Прошло минут двадцать. Машины, то петляя по узким каньонам, то временами забираясь на увалы и переезжая линю кряжей, вскоре заехала в узкую горную теснину, которая имела длину метров двести и заканчивалась тупиком в виде огромного грота с ровной круглой площадкой снизу и с гранитным козырьком над ним. Первым остановился идущий спереди «Хаммер», отъехав перед этим чуть в сторону и пропуская ГАЗ-66. Грузовик проехал чуть дальше и затормозил, подъехав вплотную к стене этого грота, в глубине которого виднелся вход в пещеру. Оказывается, наверху над этой площадкой был оборудован замаскированный пост наблюдения: словно по мановению волшебной палочки, по веревке слетел человек с коротким пистолет-пулеметом за плечами и в хорошо подогнанной, ладно сидящей, военной форме без знаков различия. Никита на всякий случай разведал этот пост – там оставался еще один человек в такой же амуниции.

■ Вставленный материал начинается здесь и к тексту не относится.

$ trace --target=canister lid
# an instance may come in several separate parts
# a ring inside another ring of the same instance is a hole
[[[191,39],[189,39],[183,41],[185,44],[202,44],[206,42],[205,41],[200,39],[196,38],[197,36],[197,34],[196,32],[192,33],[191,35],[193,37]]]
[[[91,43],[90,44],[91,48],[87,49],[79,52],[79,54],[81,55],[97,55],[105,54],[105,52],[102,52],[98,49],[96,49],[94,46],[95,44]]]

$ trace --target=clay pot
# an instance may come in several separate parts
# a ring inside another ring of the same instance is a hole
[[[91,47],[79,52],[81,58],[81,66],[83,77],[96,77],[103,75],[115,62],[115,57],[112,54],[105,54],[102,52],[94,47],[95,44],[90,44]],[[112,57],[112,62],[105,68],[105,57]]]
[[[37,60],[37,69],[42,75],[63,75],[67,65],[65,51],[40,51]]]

Тем временем выскочившие из кузова грузовика и из джипа бандиты начали вытаскивать своих пленников по одному и отводить их в пещеру при свете небольших фонариков, которые имелись у каждого в руке или были пристегнуты к автомату. Снова ни слова, будто бы это были не люди, а какие-то киборги, которые общаются на своей определенной радиочастоте между собой. Когда они всех своих жертв завели в самый дальний угол пещеры длиной около тридцати метров и снова застегнули наручниками к одной цепи, один из этих «роботов», которого Никита отметил про себя как главного ещё при пересадке из яхты в лодку, обратился на русском к пленникам:

– Так, друзья мои, теперь вы все связаны одной цепью снова. Надеюсь на ваше понимание и благоразумие в своих действиях. Так как вы все друг другу как братья, то, думаю, вас никак не смутит то обстоятельство, что если один захочет справить малую или большую нужду, то остальные подставят тому свое плечо и даже руку. Туалет у вас будет под боком: вот тот бак с крышкой – потом увидите . Так, что я еще забыл… Про удобства рассказал… Да, с едой пока придется подождать: забыли прихватить из яхты ваши яства, а у нас только свой сухой паек. Вода в ведре рядом с баком. Разговаривать нельзя – будете наказаны, если ослушаетесь… Кто тут у вас переводчик? Вы? – Главарь изобразил легкую ухмылку на лице, увидев, как один из пленников закивал головой. – Переведите товарищу из Саудовской Аравии то, что сейчас я донес до тех, кто понимает русский язык. Я знаю, что он понимает и английский, но я не люблю повторять, особенно на разных языках.

Тот, кто назвался переводчиком, что-то стал шептать, чуть наклонившись влево, видимо адресовав свои слова человеку, который был крайним слева.

Главарь же, сделав почти неуловимый знак рукой стоявшим чуть позади него пиратам, направился было к выходу, но услышав голос переводчика, остановился. Он подошел к нему и снял с него мешок, а потом и повязку.

– Когда мы выйдем, – обратился он нему, ослепляя тому глаза своим ярким тактическим фонариком, – снимешь мешки и повязки с остальных. Свет вам, думаю, не нужен. Разберетесь в темноте? Скоро утро, потерпите…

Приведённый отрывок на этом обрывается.